Bei der Sitzung des Haupt- und Finanzausschusses am 7. Juli wurden zwei äußerst artverwandte Anträge eingereicht - einer von der Hattersheimer Regierungskoalition bestehend aus CDU, FDP und FWG, der andere von der SPD. Die Aussprache darüber mündete schließlich harmonisch in einen gemeinsamen Antrag, dem sich auch die Fraktion von Bündnis 90/Die Grünen anschloss und der im Rahmen der Stadtverortnetenversammlung am vergangenen Donnerstag einstimmig verabschiedet wurde. Es ging dabei um die Einrichtung eines Schüler- und eines Jugendparlamentes.
Die FDP-Stadtverordnete Karin Fredebold hielt hierzu ein geradezu flammendes Plädoyer. Sie verwies auf beunruhigende Entwicklungen weltweit. Auf den abgewählten US-Präsidenten Trump, der seine Anhänger dazu anstachelte das Parlament zu stürmen, weil er das Ergebnis einer demokratischen Wahl nicht anerkennen will. Das mache einem schon "richtig Angst", so Fredebold.
Sie verwies auch auf den deutschen Bundestag, in dem seit dem dortigen Einzug der AfD eine "andere Wortwahl Raum gefunden hat", und dass auch dort die "Regeln der gegenseitigen Gesundheitsfürsorge nicht beachtet werden und einfach keine Masken getragen werden". Diese Vorkommnisse erfüllen sie auch in Bezug auf Deutschland mit Sorge. Da mache man sich sorgen und fragt sich: "Was ist eigentlich nur los?"
Noch mal auf die USA verweisend stellte Fredebold fest, dass die Frage, aus welcher Bevölkerungsschicht sich das Gros der Wählerschaft von Trump zusammensetzt, meist mit "weiße Männer mit schlechter Bildung" beantwortet wird - "wobei das natürlich nur die halbe Wahrheit ist", stellte Fredebold direkt klar.

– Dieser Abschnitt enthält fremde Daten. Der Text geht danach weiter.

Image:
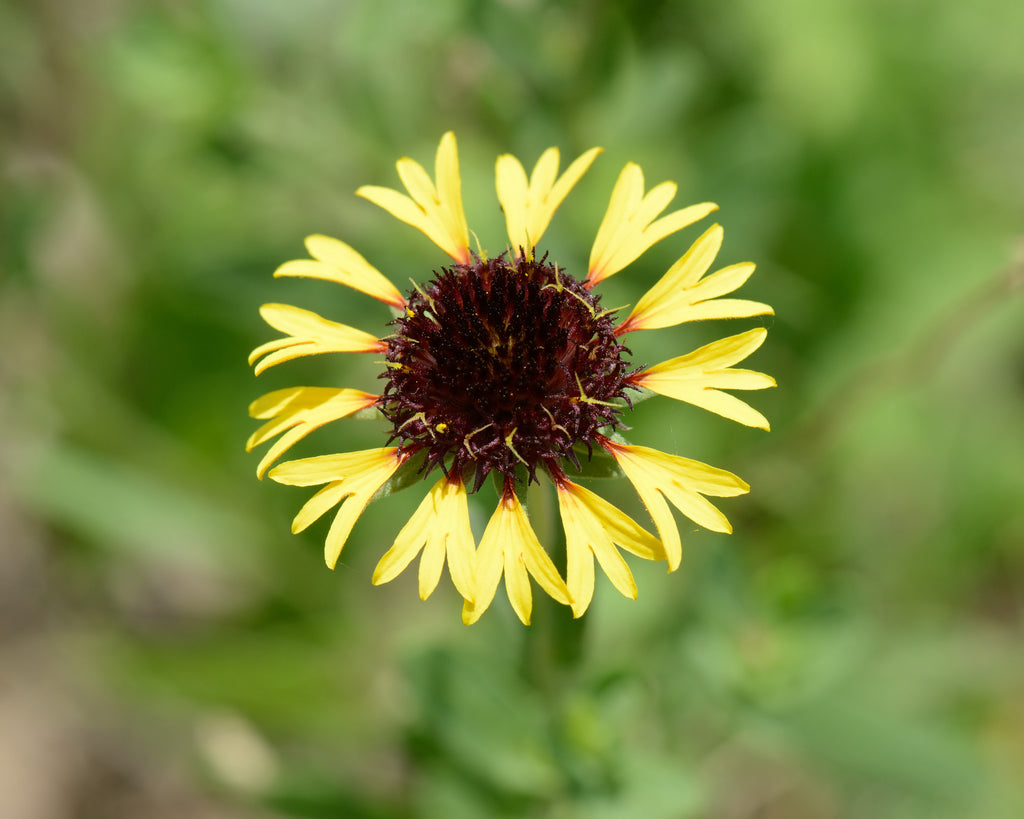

Aber dennoch: Die Frage nach der Rolle der Bildung im Kontext zu dieser Entwicklung müsse schon beantwortet werden, und die Schule könne allein nicht dafür verantwortlich sein Demokratie und die Regeln für demokratisches Verhalten und einen fairen Umgang miteinander zu lehren. Deshalb sei dieser Antrag so wichtig.
"Demokratie ist eine Alltagsfrage, sie kann überall überall gelernt und geübt werden", so Fredebold. In der Familie, in der Nachbarschaft, im Verein, in der Schule und nicht zuletzt im Parlament. Demokratisches Handeln könne nicht nur rein theoretisch gelernt werden, man müsse es auch praktisch üben. Deshalb müsse man eine solche Gelegenheit um Üben schaffen.
Noch besser wäre es, wenn die junge Generation dies auch selbst einfordern würde. Deshalb versteht Karin Fredebold den Antrag auch als Aufforderung an junge Menschen in Hattersheim sich einzumischen, eigene Interessen und Belange mitzudiskutieren und die eigene Meinung zu sagen. Dabei könne man lernen, einander zuzuhören, zu diskutieren und Kompromisse zu entwickeln, Entscheidungen zu treffen und auch Niederlagen auszuhalten und Mehrheitsentscheidungen zu akzeptieren.
Jugendparlament bis zur Volljährigkeit
Die Idee zu diesen Parlamenten gebe es schon lange, so Fredebold. Die ehemalige Stadtverordnetenvorsteherin Silvia Maeder war seinerzeit die Initiatorin, und Hattersheim hat seit über 20 Jahren Nachwuchsparlamente, die jedoch derzeit noch mit dem Übergang an die weiterführenden Schulen enden. "Wir möchten gerne, dass das wieder durchgängig bis zur Volljährigkeit in Hattersheim allen Kindern und Jugendlichen zur Verfügung steht, unabhängig davon, welche Schule sie besuchen." Also auch außerhalb Hattersheims, das war vor allem der SPD-Fraktion in den Ausschussberatungen wichtig, betonte Fredebold und brachte noch einmal ihre Freude darüber zum Ausdruck, dass es sich hierbei um einen Antrag aller Fraktionen handelt. Sie beendete ihren Redebeitrag mit der eindringlichen Botschaft: "Wenn wir uns in Deutschland und der Welt umsehen: Es hängt viel, vielleicht sogar alles daran, dass es gelingt, dass die junge Generation lernt, in demokratischen Prozessen das Beste für uns alle zu finden."